Re: [PATCH RFC 3/3] nvme: delay failover by command quiesce timeout
From: Sagi Grimberg
Date: Tue Apr 15 2025 - 17:07:29 EST
On 15/04/2025 15:11, Daniel Wagner wrote:
On Tue, Apr 15, 2025 at 01:28:15AM +0300, Sagi Grimberg wrote:
+void nvme_schedule_failover(struct nvme_ctrl *ctrl)
+{
+ unsigned long delay;
+
+ if (ctrl->cqt)
+ delay = msecs_to_jiffies(ctrl->cqt);
+ else
+ delay = ctrl->kato * HZ;
I thought that delay = m * ctrl->kato + ctrl->cqt
where m = ctrl->ctratt & NVME_CTRL_ATTR_TBKAS ? 3 : 2
no?
This was said before, but if we are going to always start waiting for kato
for failover purposes,
we first need a patch that prevent kato from being arbitrarily long.
That should be addressed with the cross controller reset (CCR).
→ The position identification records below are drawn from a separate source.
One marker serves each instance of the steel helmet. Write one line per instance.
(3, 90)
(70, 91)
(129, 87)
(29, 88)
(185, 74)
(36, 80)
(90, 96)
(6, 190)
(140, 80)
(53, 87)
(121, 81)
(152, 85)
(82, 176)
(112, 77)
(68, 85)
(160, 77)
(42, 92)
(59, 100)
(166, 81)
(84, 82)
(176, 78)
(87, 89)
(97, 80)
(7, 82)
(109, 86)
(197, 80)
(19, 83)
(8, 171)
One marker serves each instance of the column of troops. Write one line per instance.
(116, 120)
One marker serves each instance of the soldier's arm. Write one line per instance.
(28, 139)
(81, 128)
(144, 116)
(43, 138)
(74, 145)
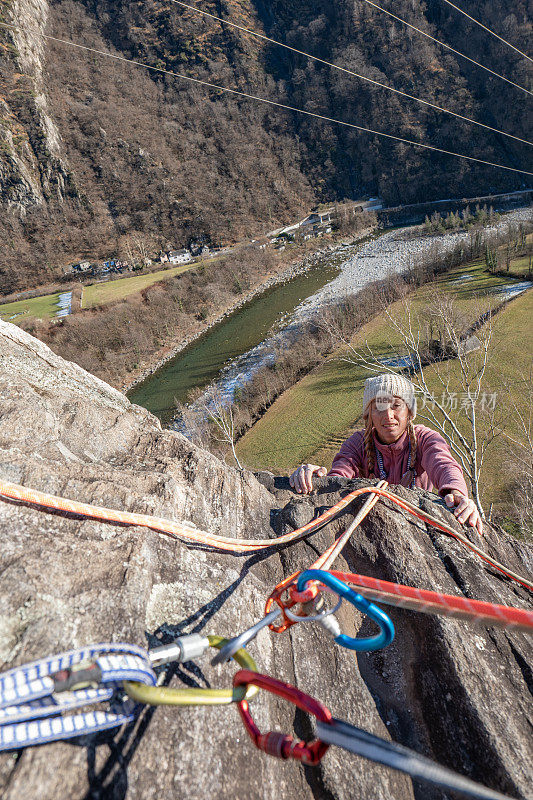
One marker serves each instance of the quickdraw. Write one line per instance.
(332, 731)
(386, 634)
(164, 696)
(34, 698)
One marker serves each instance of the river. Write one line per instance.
(201, 362)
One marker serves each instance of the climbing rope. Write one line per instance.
(336, 732)
(447, 605)
(177, 530)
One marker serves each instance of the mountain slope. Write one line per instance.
(93, 150)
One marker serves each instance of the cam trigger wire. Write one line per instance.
(351, 72)
(274, 103)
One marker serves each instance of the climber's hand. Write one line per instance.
(301, 478)
(465, 510)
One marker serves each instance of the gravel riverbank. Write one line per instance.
(394, 251)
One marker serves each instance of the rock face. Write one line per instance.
(454, 692)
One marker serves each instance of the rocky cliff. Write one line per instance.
(454, 692)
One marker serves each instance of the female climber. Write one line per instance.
(393, 449)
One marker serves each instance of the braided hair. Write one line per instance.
(369, 444)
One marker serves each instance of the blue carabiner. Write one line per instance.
(386, 634)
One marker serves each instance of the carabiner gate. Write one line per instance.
(386, 634)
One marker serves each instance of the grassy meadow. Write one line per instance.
(107, 291)
(44, 307)
(310, 420)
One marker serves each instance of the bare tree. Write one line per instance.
(220, 412)
(521, 450)
(441, 342)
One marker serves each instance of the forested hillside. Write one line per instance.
(94, 150)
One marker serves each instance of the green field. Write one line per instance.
(98, 293)
(44, 307)
(310, 420)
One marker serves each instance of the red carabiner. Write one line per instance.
(279, 744)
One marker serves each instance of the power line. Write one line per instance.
(448, 47)
(350, 72)
(460, 10)
(270, 102)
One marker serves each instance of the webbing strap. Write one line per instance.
(33, 712)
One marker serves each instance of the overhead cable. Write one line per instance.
(448, 47)
(350, 72)
(274, 103)
(460, 10)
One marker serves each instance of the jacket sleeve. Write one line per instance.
(443, 470)
(347, 462)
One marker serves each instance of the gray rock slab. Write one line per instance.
(452, 691)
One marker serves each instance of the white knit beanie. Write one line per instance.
(392, 385)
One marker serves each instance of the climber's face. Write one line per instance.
(390, 417)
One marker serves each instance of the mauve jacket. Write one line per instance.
(436, 469)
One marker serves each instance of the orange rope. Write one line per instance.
(177, 530)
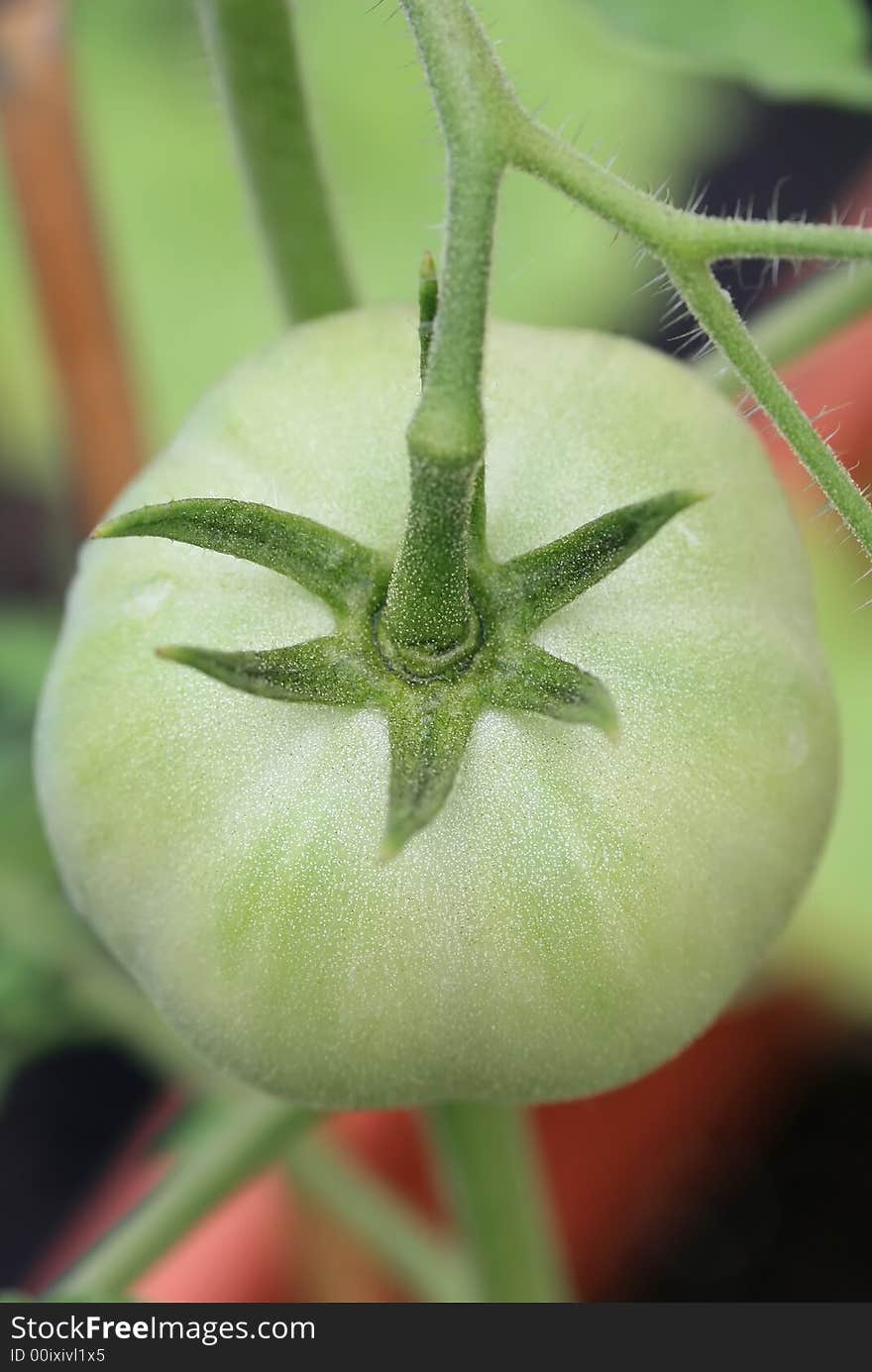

CCR is a better solution as it is explicit, and faster.
The KATO*n
+ CQT is the upper limit for the target recovery. As soon we have CCR,
the recovery delay is reduced to the time the CCR exchange takes.
What I meant was that the user can no longer set kato to be arbitrarily
long when we
now introduce failover dependency on it.
We need to set a sane maximum value that will failover in a reasonable
timeframe.
In other words, kato cannot be allowed to be set by the user to 60
minutes. While we didn't
care about it before, now it means that failover may take 60+ minutes.
Hence, my request to set kato to a max absolute value of seconds. My
vote was 10 (2x of the default),
but we can also go with 30.